- Theatrical release poster
- Directed by: David Fisher
- Screenplay by: David Fisher
- Story by: Billy Hanna Janice Hanna
- Produced by: Don P. Behrns
- Starring: Matt Dillon Cindy Fisher Christopher Connelly
- Cinematography: John Hora
- Edited by: Christopher Greenbury
- Music by: Ray Benson
- Production company: Hanna Productions
- Distributed by: Crown International Pictures
- Release dates: April 1981 (WorldFest-Houston); September 10, 1982 (United States);
- Running time: 106 min
- Country: United States
- Language: English
- Budget: $3.2 million

= Liar's Moon =

Liar's Moon is a 1981 film directed by David Fisher and starring Matt Dillon, Cindy Fisher, Yvonne De Carlo, and Hoyt Axton. It tells the story of two star-crossed lovers in 1940s Texas—a working-class teen and the banker's daughter who elope to much strife. Texas band Asleep At The Wheel provided multiple songs for the film.

==Synopsis==
In 1940s east Texas, Jack Duncan, a high school graduate from a blue-collar family, falls in love with Ginny Peterson, who has just returned to town from four years of boarding school. Ginny's father Alex is the town's wealthy banker and was formerly high school sweethearts with Jack's mother, Babs. However, Alex strenuously objects to Ginny's relationship with Jack. At the end of the summer, Jack and Ginny elope in Louisiana—where 17-year-olds can marry without their parents' permission. Jack gets a job in the oil fields while Ginny earns money for household work in the boarding house they now live in.

Alex hires private eye Ray Logan to find the couple. Meanwhile, Ginny learns she is pregnant. Before she can tell Jack, her doctor contacts her previous physician in Texas and reveals that she and Jack share the same father. Upon hearing this upsetting news, Ginny asks Lora Mae Bouvier, a resident in the boarding house who works as a prostitute, to direct her to a midwife who provides illegal abortions.

While Ginny goes to find the provider, the doctor gets an update from Texas that the couple aren’t actually related as Jack’s mother had his birth records changed out of spite when Ginny’s dad dumped her. Ginny goes ahead with the back-alley procedure, which goes badly and results in complications. Jack manages to find Ginny, who has been kidnapped by Logan who intends to finish his job and get his payment despite Ginny's condition. Jack ends up beating up Logan and takes Ginny to a hospital. At the hospital, Jack confronts Alex and Babs and despite the latter expressing their love for both of them, insists that unlike Ginny's teaching him about love, Alex and Babs both ended up only teaching him about lying, based on their years of lies about their history as well as Alex and Ginny's connection. Jack enters Ginny's hospital room, where Ginny tells him, "I bet there's a lover's moon out tonight", and the film ends with her survival implied.

=== Alternate ending ===
Two different endings were filmed and distributed. In the original ending, Ginny dies from complications after the unsafe abortion. This ending was deemed too dark for test audiences, and the happier ending where Ginny lives was screened in some theaters. Cable TV airings have shown both the more positive ending or the original ending, depending on the television channel. VHS copies of the film also included both endings.

== Production ==
According to the making-of featurette on the film's Blu-ray release, Billy Hanna wrote the screenplay with his daughter Janice, "drawing on his own experiences growing up on the wrong side of the tracks in Illinois."
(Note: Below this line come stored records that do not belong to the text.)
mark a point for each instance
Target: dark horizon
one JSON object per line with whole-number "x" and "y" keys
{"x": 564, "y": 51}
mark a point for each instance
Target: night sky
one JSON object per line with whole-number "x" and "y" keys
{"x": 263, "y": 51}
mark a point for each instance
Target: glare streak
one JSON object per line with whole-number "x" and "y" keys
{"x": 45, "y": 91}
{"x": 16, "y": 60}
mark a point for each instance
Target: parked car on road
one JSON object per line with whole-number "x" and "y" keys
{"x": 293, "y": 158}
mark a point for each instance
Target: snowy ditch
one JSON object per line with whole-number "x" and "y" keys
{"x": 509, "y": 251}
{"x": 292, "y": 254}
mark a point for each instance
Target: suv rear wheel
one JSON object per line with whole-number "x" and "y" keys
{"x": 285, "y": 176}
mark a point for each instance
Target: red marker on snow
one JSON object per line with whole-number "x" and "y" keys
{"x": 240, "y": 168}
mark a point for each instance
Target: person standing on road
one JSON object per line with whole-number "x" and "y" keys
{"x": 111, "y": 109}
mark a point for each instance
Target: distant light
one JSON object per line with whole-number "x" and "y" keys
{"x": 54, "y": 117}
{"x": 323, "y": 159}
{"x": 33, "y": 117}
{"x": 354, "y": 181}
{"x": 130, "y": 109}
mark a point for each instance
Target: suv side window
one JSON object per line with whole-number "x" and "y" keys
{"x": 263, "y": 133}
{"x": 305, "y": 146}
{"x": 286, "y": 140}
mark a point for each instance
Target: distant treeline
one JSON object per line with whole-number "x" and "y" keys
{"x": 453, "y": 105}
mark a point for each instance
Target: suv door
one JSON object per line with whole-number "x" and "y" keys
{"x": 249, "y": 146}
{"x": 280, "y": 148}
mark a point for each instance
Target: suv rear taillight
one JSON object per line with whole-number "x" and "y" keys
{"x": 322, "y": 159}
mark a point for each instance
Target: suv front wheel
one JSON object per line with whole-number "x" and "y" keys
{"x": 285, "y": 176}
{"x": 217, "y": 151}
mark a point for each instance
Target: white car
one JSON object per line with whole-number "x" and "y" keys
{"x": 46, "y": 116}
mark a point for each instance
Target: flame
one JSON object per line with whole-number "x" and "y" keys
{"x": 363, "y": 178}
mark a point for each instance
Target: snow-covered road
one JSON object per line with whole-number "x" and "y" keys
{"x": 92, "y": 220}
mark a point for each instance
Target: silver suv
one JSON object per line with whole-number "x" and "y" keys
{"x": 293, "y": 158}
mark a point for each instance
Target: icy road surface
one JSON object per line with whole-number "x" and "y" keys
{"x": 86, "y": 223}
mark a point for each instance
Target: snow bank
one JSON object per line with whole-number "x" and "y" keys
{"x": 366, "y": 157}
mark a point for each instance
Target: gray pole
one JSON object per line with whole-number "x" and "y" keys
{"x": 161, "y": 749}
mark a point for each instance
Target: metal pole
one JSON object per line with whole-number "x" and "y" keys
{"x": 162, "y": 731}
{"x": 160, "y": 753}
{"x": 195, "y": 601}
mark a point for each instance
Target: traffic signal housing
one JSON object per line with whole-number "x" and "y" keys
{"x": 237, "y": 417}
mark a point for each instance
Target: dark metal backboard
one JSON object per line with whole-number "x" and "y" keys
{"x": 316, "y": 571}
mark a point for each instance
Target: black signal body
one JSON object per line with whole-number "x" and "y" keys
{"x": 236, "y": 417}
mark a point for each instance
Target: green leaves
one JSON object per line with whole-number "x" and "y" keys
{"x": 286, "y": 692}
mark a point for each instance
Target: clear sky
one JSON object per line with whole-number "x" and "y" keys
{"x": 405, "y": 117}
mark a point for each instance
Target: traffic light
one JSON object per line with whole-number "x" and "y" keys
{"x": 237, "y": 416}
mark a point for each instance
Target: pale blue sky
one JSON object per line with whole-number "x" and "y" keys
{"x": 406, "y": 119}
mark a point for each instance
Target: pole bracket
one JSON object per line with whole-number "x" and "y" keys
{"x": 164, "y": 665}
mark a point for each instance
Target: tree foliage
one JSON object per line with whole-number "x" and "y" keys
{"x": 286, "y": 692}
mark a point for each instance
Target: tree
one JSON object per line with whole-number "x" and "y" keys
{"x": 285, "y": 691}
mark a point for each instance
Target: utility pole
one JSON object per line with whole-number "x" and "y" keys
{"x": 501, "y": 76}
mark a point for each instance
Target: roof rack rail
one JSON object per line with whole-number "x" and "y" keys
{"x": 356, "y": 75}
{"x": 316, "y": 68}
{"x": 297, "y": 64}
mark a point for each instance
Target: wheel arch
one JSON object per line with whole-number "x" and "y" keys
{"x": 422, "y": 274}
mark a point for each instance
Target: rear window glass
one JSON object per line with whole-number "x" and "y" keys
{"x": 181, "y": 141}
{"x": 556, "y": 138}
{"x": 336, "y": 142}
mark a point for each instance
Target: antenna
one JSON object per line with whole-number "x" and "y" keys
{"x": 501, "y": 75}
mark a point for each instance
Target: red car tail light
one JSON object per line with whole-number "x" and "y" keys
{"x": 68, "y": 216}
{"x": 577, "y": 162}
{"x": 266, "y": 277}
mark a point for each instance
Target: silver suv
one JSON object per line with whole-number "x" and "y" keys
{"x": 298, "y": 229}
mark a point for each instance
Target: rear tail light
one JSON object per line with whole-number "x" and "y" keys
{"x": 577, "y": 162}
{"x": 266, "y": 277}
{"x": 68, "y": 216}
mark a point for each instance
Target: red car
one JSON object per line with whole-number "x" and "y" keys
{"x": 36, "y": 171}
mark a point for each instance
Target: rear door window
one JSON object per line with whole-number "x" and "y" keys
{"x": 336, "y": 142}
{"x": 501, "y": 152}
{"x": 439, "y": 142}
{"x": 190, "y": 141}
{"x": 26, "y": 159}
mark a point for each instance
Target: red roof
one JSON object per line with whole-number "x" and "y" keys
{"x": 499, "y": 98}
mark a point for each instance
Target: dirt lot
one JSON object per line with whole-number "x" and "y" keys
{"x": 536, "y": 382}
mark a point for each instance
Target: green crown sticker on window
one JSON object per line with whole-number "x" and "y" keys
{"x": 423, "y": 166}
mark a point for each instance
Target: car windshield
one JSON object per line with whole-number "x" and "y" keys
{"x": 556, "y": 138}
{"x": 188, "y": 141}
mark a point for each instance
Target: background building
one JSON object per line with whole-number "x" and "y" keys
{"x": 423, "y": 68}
The film was shot in and around Houston, Texas. It was Broderick Crawford's last film after 45 years and one of Matt Dillon's earliest films. Liar's Moon was choreographed by Patsy Swayze.

== Critical response ==
In retrospective reviews, critics said Liar's Moon is "highlighted by some fresh young performances", but "veers into an abyss of melodrama in the final reel."

== Home media ==
On February 8, 2022, the MVD Rewind Collection released the film in a high definition Blu-ray edition, which includes making-of featurettes and the alternate ending.